Quasi-Counterpoint: Let The Jets Actively Kill ‘Hard Knocks’

By Ray Ratto

Comrade Magary's Tuesday screedlet about Hard Knocks was a 422-word hors d'oeuvre that nobody can sensibly reject, but his error was in wishing for the show to suffer a passive death due to the fact that it long ago morphed into just another sanitized NFL commercial controlled to the point of strangulation. In point of fact, Hard Knocks needs to be actively killed, and has needed it since at least the Raiders' year (2019) in which the league had the hottest and messiest version of a hot mess franchise and still turned the show into an HGTV one-off because Jon Gruden and Mike Mayock clamped the show into a bad infomercial that still didn't save the season or, eventually, their jobs.

Which is why the suggestions that this year's involuntary choice should be the New York Jets and that the Jets would actively resist being picked might be the camel that breaks the strawman's back. To have a series of shows in which general manager Joe Douglas and head coach Robert Saleh do nothing but push their palms into camera lenses, in which practices and the locker room are routinely closed, and in which the only player who cooperates is Aaron Rodgers but only if he can do an uninterrupted 17-hour DMT-fueled monologue inspired by the penetrating question, "Hi, Aaron, how are you?"—that could do it.

Of course, the NFL does not back down to even a nation of people hurling their streaming devices out their upstairs windows SCTV-style. As long as the league is committed to making us watch football stuff every day of every week of the year, Hard Knocks will remain the awkward kids on the edge of the high school dance, trying without success to get someone to dance with them.
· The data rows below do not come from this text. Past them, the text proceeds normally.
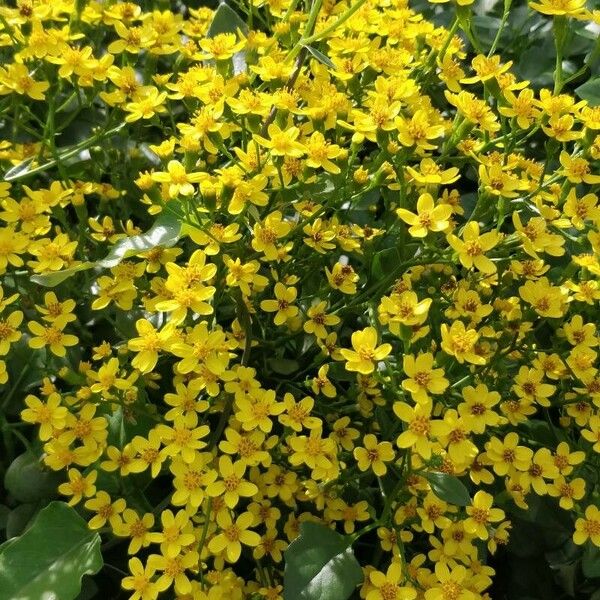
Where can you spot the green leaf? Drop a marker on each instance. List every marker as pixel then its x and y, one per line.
pixel 28 481
pixel 53 279
pixel 226 20
pixel 590 91
pixel 320 565
pixel 283 366
pixel 19 519
pixel 322 58
pixel 165 232
pixel 51 557
pixel 590 562
pixel 25 168
pixel 448 488
pixel 384 262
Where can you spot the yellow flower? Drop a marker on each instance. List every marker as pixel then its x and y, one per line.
pixel 179 180
pixel 9 333
pixel 588 527
pixel 571 8
pixel 567 491
pixel 282 142
pixel 428 218
pixel 231 484
pixel 430 173
pixel 523 108
pixel 477 408
pixel 137 529
pixel 365 353
pixel 149 104
pixel 423 379
pixel 283 303
pixel 221 47
pixel 190 480
pixel 473 246
pixel 374 455
pixel 320 153
pixel 506 455
pixel 297 414
pixel 481 514
pixel 460 342
pixel 54 310
pixel 577 169
pixel 141 583
pixel 79 486
pixel 52 336
pixel 450 580
pixel 421 428
pixel 318 319
pixel 177 533
pixel 579 210
pixel 388 586
pixel 16 78
pixel 476 111
pixel 499 181
pixel 267 233
pixel 342 278
pixel 174 570
pixel 233 535
pixel 149 344
pixel 418 130
pixel 106 511
pixel 180 440
pixel 547 300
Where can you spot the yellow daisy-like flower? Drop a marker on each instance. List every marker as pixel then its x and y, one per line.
pixel 365 353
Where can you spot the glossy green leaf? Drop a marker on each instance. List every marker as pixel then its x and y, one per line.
pixel 53 279
pixel 320 565
pixel 448 488
pixel 28 481
pixel 165 232
pixel 284 366
pixel 226 20
pixel 590 91
pixel 50 558
pixel 590 563
pixel 19 519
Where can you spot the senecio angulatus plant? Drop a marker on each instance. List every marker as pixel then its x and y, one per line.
pixel 300 297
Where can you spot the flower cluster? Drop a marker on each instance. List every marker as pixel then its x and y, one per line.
pixel 366 296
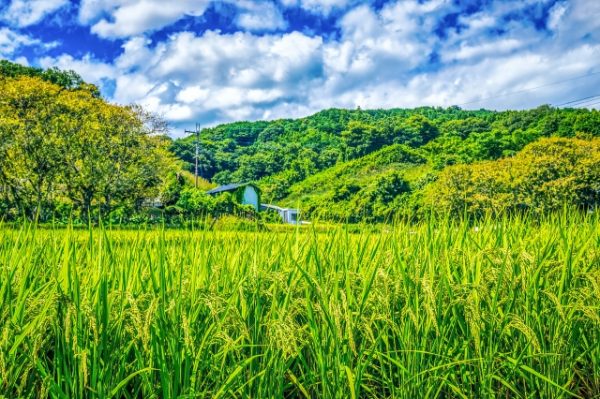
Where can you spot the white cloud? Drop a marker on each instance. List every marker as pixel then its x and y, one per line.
pixel 263 16
pixel 318 6
pixel 12 41
pixel 381 58
pixel 125 18
pixel 24 13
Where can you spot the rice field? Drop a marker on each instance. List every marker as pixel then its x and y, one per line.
pixel 507 308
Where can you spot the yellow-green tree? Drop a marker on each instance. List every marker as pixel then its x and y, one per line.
pixel 544 176
pixel 63 146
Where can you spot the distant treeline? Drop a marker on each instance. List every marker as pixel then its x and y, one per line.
pixel 67 153
pixel 377 164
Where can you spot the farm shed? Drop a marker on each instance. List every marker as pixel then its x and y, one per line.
pixel 288 215
pixel 245 193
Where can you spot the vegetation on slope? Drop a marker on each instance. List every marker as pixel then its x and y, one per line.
pixel 66 153
pixel 333 164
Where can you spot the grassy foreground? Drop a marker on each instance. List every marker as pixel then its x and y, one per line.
pixel 508 308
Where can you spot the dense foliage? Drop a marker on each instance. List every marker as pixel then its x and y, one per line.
pixel 68 153
pixel 505 309
pixel 65 152
pixel 335 164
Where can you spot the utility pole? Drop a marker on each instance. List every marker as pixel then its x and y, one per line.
pixel 197 132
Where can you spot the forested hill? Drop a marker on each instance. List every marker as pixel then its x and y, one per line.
pixel 68 154
pixel 333 162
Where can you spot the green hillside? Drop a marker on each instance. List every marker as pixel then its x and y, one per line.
pixel 370 165
pixel 365 187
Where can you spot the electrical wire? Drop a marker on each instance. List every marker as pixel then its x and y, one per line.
pixel 580 100
pixel 530 89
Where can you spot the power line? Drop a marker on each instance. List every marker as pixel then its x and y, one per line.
pixel 587 105
pixel 580 100
pixel 530 89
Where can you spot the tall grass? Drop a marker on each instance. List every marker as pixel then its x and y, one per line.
pixel 509 308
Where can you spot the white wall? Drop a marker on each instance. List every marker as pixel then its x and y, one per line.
pixel 250 197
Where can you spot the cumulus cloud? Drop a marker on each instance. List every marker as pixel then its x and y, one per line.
pixel 11 42
pixel 263 16
pixel 403 54
pixel 23 13
pixel 319 6
pixel 125 18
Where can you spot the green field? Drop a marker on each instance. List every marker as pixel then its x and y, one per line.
pixel 503 308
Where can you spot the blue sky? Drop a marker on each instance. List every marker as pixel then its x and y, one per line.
pixel 218 61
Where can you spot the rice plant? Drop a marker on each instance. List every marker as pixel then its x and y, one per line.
pixel 507 308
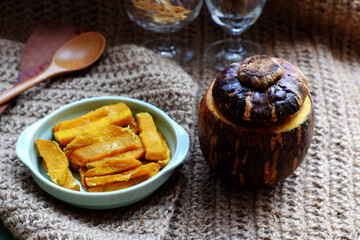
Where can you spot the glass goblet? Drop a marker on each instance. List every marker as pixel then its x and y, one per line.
pixel 234 16
pixel 165 17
Its last real triumphant act was the year the Browns under Hue Jackson did the show as a dark comedy, and after that teams switched back on the daily control mechanisms they are used to operating within, thus deflavorizing what little taste the show still had. If you can't make Antonio Brown into interesting TV fodder, you are oatmeal with a sour milk chaser.

But the Reluctant Jets might be our best chance to finally dig up and pulverize this fossil once and for all—not because we want people to be out of work, but because the work has long ago outlived its value. This is the natural result of years of sports organizations dealing with media: before too long, they get better at controlling media than we get at understanding sports. And nobody is better at that than the NFL, not even FIFA, just to name two organizations that cannot do enough evil to ever collapse under the weight of their own shamelessness.

We need the Jets to be obstructionist, to be diffident, to be borderline absent for any and all activities. We need Saleh to say in Episode 1, "Look, you have a job to do but we hate your job so much that we now hate you by extension, so you better strap in and face the fact that the next four weeks are going to be hell for you. If you ever get anything interesting, the person who gives it to you will be fired on the spot—unless of course it's Aaron."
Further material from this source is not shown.